-
-
Notifications
You must be signed in to change notification settings - Fork 3.4k
Description
LocalAI version:
3.6.0
Environment, CPU architecture, OS, and Version:
N/A
Describe the bug
Concurrent async requests can and will interact with the global seed in memory.
To Reproduce
- submit a completion request via API
- cancel the request in the client before the first succeeds
- send another request immediately
Expected behavior
The output of each thread should be independent of the other threads, and seed related operations should not effect other requests in flight.
Additional context
This is largely inhereted from upstream mlx_lm. mlx_lm.generate sets a global stream of which it uses internally:
https://github.com/ml-explore/mlx-lm/blob/367d6d76860499767f62b0bc34408b51c9ed916b/mlx_lm/generate.py#L215-L216
While mlx.random.key(seed) does implement a way to extract and reuse a PRNG key from a seed, mlx_lm.generate provides no way to pass seed= or key=, let alone stream=. It takes a bit of code squinting to follow this because generate() and stream_generate() are a nesting doll of kwargs, but once we follow the call stack all the way down to generate_step(), we can confirm that no such parameters are accepted.
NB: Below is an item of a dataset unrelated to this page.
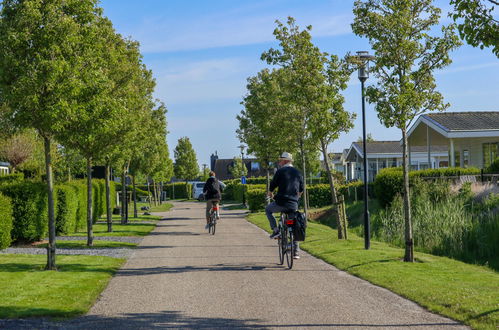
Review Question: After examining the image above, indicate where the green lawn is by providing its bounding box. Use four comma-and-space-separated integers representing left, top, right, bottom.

This is a long way of saying that the only way to interface with the seeds used by mlx_lm.generate is to interact with the global PRNG, which is not thread safe across async requests. The reference server implementation in mlx_lm.server does not disagree; it interacts with the global PRNG the same way we do, but can get away with it because their API is not asynchronous and blocks for the duration of the call.
Looking into this on my own time, but logging the bug to document the research so far.